1973 Chinese Communist Party conference

The 10th National Congress of the Chinese Communist Party was held in the Great Hall of the People, Beijing, between August 24 and 28, 1973. 1,249 delegates represented the party's estimated 28 million members. It was preceded by the 9th National Congress and was succeeded by the 11th National Congress.

The Congress was a significant moment, held following the fall of Lin Biao and the amidst continuation of the Cultural Revolution. It elected the 10th Central Committee of the Chinese Communist Party.

== Details of the Congress ==
On 20 August 1973, prior to the start of the congress, the Politburo of the Chinese Communist Party adopted a resolution to suspend the party memberships of Lin Biao, Ye Qun, Huang Yongsheng, Wu Faxian, Li Zuopeng and Qiu Huizuo indefinitely.

The congress was opened on 24 August, with Mao Zedong presiding over its opening session, Zhou Enlai delivering the political report and Wang Hongwen reporting regarding the revision of the Constitution. Mao and Zhou suggested the political rehabilitation of 13 old guard members such as Tan Zhenlin and Li Jingquan.

The 10th Congress affirmed the revised Constitution of the Chinese Communist Party that was also adopted by the 9th national congress. It stipulated some adjustments in the structure but the provisions of the section is not much changed, such as the guiding ideology and the basic principles of the party. In the edited bill, only discussions and doctrines proposed or related to Lin Biao were removed.

The 10th congress elected 195 Central Committee members and 124 alternate members, with the Gang of Four taking key roles within the central committee and the rehabilitation of politicians persecuted during the Cultural Revolution, which included Li Zuopeng, Deng Xiaoping, Wang Jiaxiang and others.

==Significance of the Congress==

=== New power structure ===
The fall of Lin Biao and his cohorts in 1971 left many vacant posts in the party and the government. Of the 21-man Politburo only 10 were left and of its five-man Standing Committee, only three – Mao Zedong, Zhou Enlai and Kang Sheng – were still present. Therefore, the 10th congress convened to elect new members to those made vacant and to condemn the actions of Lin Biao as a right opportunist who "waved the red flag to defeat the red flag".

During the congress, the Gang of Four managed to secure positions with the support from Mao. Jiang Qing and Yao Wenyuan were elected to the Poliburo, Zhang Chunqiao to the Standing Committee and Wang Hongwen as the party's second vice-chairman.

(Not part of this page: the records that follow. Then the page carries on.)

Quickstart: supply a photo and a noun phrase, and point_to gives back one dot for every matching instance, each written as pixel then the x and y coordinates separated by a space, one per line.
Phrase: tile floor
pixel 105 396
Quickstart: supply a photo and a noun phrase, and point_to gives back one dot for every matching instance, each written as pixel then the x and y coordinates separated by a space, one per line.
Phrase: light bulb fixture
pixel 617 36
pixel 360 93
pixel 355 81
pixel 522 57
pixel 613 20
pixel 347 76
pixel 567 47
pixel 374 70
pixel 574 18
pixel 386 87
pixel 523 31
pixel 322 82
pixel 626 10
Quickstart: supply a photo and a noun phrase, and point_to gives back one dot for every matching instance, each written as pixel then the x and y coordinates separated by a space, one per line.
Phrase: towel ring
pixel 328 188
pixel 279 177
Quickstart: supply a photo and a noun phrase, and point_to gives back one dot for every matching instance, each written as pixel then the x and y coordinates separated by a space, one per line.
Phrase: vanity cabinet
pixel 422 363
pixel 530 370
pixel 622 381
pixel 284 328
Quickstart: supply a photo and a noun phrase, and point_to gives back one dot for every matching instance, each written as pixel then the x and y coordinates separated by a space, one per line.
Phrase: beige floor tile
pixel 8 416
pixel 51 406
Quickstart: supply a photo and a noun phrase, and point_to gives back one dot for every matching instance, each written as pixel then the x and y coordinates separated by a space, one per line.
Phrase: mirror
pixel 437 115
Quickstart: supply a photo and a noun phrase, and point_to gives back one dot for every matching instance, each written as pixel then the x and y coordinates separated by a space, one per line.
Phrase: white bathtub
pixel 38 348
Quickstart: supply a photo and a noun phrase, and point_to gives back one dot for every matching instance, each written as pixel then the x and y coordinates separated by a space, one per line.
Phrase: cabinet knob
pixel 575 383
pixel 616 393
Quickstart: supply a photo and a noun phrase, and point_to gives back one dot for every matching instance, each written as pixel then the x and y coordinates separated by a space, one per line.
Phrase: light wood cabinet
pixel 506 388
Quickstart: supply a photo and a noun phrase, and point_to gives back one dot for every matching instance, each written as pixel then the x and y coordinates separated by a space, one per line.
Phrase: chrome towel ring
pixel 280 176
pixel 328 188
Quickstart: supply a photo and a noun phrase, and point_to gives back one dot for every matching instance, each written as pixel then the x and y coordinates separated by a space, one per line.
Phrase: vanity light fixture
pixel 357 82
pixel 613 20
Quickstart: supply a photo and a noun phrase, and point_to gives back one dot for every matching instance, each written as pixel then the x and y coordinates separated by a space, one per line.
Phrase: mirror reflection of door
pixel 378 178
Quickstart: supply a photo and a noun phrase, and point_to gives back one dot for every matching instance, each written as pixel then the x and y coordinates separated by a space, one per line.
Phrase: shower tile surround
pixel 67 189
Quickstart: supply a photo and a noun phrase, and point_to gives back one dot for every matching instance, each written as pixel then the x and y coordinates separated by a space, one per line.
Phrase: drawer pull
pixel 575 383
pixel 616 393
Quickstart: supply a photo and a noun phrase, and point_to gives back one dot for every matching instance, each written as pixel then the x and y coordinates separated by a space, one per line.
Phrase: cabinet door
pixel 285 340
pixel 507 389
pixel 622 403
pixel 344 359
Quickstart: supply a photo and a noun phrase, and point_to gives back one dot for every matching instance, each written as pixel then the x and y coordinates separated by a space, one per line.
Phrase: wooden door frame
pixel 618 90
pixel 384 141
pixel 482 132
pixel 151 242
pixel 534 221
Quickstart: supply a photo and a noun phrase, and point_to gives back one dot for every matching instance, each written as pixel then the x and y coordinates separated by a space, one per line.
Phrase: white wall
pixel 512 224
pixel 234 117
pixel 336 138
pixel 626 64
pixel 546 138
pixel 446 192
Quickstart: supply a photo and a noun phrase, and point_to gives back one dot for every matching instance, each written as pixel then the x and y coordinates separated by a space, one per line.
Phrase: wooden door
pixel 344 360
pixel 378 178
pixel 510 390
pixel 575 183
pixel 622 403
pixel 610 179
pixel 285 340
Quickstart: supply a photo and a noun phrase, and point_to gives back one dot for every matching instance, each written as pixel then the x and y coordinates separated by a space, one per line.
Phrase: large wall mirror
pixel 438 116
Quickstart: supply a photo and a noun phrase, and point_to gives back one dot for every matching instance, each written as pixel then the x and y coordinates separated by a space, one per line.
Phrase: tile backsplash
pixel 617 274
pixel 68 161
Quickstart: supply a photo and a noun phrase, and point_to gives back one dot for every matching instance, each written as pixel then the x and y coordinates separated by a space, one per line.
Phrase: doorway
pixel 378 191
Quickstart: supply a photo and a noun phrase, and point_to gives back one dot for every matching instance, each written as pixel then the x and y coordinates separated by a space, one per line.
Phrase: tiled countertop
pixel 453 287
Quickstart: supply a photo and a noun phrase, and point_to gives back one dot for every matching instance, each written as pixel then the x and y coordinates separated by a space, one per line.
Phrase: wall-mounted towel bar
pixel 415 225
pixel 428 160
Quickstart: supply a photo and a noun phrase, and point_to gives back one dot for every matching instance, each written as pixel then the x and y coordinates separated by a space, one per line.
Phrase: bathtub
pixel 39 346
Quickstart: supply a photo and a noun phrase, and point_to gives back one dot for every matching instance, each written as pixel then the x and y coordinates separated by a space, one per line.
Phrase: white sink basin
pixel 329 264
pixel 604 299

=== Continuation of the Cultural Revolution ===
Wang Hongwen in his debut keynote address during the congress announced the smashing of the "two bourgeois headquarters, the one headed by Liu Shaoqi and the other by Lin Biao". Wang stressed the revolutionary spirit of daring to go against the tide and the importance of training young leaders. With the future of the country in the hands of the young, struggle and continuous revolution would punctuate Chinese political life.